Jasmin était atterré.

— Un homme amoureux de votre façon peut, à ce qu’il fût expliqué à la police du Roi, devenir jaloux et dangereux. Le Roi redoute les gens dont il n’est pas sûr.

Buguet se prit la tête dans les mains :

— Ah ! hurla-t-il. Quel démon est entré dans ma vie ! Mais vous me rendez fou !

L’intendant s’apitoya :

— Oui, c’est bien malheureux.

— Martine se jettera aux pieds de la Marquise !

Elle lui dira la religion que j’ai pour sa personne, et comme je suis inoffensif ! Elle lui dira que tout mon bonheur est de tailler ses arbres et faire pousser ses fleurs.

Collin haussa les épaules :

— Martine ne sera point entendue et ne reverra pas Mme la Marquise. Ici on n’enfreint pas les ordres. Ils sont formels. J’ai même mission de veiller à ce que vous ne séjourniez pas dans ce pays ni l’un ni l’autre.

— Malheureux que nous sommes ! soupira sourdement Jasmin.

Il s’en fut affolé au fond d’un bosquet et là il pleura longtemps au milieu des feuilles mortes qui tombaient.

— Pauvre garçon ! se dit l’intendant. Il n’a pas même demandé en sa candeur le nom du traître.


Au soir, Buguet se retrouva vis-à-vis de Martine, dans sa chambre.
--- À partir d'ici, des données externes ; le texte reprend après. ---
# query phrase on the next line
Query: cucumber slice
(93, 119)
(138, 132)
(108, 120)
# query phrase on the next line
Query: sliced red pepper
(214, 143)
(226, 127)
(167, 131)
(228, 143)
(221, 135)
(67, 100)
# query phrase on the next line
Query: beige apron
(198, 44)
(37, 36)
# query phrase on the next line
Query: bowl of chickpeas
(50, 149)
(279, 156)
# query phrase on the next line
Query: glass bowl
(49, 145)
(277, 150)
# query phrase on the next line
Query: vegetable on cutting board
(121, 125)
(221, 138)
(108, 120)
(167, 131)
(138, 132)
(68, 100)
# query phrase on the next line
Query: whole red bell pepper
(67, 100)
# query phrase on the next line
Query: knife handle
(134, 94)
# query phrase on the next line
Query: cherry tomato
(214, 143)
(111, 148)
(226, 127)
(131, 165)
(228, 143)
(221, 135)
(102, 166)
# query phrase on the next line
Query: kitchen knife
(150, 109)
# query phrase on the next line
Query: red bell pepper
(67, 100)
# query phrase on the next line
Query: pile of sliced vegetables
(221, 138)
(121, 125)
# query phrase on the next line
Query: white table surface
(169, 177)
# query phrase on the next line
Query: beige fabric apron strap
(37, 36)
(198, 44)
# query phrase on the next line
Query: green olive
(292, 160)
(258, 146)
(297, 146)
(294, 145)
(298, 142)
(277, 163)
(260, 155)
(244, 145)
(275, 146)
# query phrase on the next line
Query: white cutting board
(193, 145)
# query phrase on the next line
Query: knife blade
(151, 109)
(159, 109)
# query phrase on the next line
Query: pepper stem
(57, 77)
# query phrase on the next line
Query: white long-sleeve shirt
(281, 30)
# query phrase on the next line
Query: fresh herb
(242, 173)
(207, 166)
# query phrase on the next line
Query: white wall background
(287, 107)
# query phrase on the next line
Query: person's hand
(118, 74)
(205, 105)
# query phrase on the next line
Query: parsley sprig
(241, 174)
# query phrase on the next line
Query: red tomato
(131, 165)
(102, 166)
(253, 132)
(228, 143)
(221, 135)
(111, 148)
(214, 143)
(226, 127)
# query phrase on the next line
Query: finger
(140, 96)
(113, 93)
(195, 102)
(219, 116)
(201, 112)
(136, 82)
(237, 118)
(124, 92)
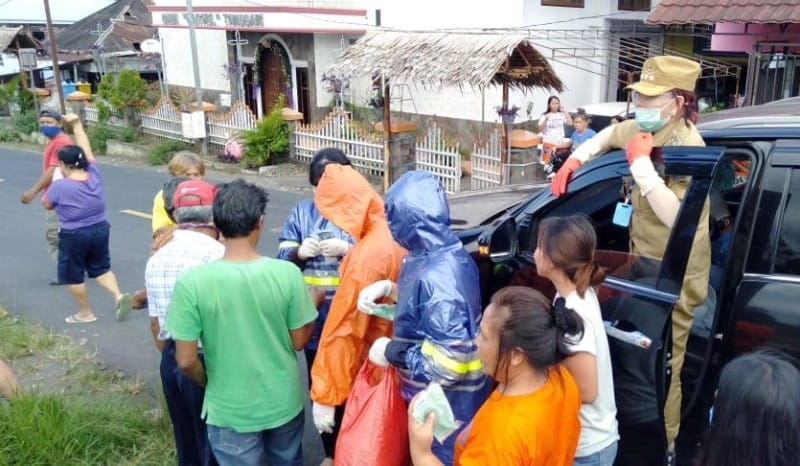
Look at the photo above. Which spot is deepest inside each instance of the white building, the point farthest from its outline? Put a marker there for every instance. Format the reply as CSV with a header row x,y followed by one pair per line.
x,y
287,45
562,30
284,47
Le crépuscule éclairait tout d’une lueur grise. Derrière les arbres mi-dépouillés une barre cuivrée s’allongeait au ciel triste. Des corbeaux qui avaient été picorer dans la plaine de Billancourt regagnaient les bois de Meudon.

— Martine, dit doucement Buguet en retenant avec peine un sanglot.

— Jasmin ?

— Sais-tu, Martine, ce qui est arrivé ?

— Oui, Jasmin, je le sais. Piedfin est venu me le dire. Il avait l’air navré, le brave garçon !
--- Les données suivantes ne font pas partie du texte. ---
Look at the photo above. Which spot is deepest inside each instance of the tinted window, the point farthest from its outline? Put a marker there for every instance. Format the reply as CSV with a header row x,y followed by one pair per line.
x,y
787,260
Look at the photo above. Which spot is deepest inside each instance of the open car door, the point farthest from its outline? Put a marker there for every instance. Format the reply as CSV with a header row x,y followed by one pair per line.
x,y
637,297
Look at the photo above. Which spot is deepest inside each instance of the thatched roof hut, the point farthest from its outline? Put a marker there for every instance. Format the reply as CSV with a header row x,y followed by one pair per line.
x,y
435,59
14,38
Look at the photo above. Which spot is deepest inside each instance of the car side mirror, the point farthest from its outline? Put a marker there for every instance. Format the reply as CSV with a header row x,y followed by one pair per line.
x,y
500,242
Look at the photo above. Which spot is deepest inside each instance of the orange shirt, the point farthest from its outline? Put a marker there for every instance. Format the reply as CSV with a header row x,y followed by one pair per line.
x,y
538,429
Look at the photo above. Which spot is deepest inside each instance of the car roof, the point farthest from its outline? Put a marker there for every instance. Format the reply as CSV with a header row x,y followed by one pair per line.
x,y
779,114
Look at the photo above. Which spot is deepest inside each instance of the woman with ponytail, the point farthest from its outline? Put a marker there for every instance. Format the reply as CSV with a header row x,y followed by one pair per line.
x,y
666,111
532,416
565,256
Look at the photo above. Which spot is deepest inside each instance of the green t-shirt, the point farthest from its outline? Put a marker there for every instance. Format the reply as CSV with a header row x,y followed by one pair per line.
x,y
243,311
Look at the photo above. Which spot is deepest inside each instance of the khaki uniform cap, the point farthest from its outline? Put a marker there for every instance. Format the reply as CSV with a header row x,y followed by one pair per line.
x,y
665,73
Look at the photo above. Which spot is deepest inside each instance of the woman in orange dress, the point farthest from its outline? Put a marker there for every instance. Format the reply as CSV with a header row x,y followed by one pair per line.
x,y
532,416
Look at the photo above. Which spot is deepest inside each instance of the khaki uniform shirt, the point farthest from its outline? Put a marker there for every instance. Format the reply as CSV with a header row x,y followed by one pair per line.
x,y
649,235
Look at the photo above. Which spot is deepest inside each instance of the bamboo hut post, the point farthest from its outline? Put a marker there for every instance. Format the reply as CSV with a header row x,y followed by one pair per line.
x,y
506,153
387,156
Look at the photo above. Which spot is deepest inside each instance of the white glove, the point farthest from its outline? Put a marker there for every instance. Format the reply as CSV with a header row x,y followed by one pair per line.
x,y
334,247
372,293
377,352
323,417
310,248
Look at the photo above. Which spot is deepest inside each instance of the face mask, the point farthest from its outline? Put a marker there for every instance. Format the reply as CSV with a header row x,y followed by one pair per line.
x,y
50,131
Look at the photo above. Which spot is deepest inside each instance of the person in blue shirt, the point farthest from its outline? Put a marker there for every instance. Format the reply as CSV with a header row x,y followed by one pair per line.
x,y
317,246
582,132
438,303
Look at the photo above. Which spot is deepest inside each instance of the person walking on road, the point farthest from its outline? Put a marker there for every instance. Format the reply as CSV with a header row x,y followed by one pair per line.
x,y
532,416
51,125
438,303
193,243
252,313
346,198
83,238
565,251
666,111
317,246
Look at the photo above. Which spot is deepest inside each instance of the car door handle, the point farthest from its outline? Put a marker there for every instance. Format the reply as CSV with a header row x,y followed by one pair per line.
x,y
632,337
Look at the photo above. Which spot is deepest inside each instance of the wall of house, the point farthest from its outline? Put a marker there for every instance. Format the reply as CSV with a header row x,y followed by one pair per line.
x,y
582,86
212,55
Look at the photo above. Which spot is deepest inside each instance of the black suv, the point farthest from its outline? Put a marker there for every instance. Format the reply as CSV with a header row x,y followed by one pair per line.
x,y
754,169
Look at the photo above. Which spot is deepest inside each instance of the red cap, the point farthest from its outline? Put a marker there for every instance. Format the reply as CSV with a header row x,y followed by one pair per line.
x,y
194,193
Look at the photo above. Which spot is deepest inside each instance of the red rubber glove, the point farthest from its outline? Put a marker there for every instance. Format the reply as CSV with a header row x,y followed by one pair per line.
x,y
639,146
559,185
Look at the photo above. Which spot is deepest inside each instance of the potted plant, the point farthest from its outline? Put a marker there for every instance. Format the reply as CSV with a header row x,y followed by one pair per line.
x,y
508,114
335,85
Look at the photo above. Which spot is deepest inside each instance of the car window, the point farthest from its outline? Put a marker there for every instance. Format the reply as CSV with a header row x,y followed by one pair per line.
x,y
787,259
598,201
— Il t’a dit que nous étions chassés ?

— Oui.

— Que tu ne pourrais revoir la Marquise ?

— Oui.

— Que nous devions nous éloigner tout de suite ?

— Oui, Jasmin.

Buguet hésitait. Il jeta son chapeau sur le lit.

— Pauvre Martine, murmura-t-il.

Il embrassa sa femme sur la joue, et la pressa sur son cœur.

— Mon pauvre Jasmin, répliqua la soubrette.

Jasmin regarda par la lucarne le jardin désert où la nuit commençait à descendre. Le fleuriste poussait de profonds soupirs. Il s’approcha de sa femme et d’une voix tremblante :

— Tu sais pourquoi ?

Martine baissa les yeux et murmura :

— Je le sais.

— Dieu !

— Oui, Piedfin me l’a rapporté. Mais ne crains rien. Il m’a affirmé que lui seul le savait parmi les gens, par un hasard divin, a-t-il ajouté.

— Alors pourquoi t’avoir fait cette peine, c’est lâche ! Mais toi ! Ô Martine, Martine, tu dois me maudire !

— Non, Jasmin.

— Et tu ne me chasses pas, toi aussi !

— Je voudrais te reprendre entièrement, au contraire !

— Martine !

— Il y a longtemps que je savais tout.

— Tu dis ?

— Depuis le premier jour, celui des vendanges, après la rencontre dans la forêt de Sénart, j’ai deviné qu’elle t’avait pris.

— Ah ! Ce n’est pas possible !

— Oui, Jasmin.

Buguet avait le vertige comme si un abîme s’était creusé sous ses pieds.

— Et tu voulus de moi ? s’écria-t-il.

— Je t’aimais tant ! dit Martine doucement.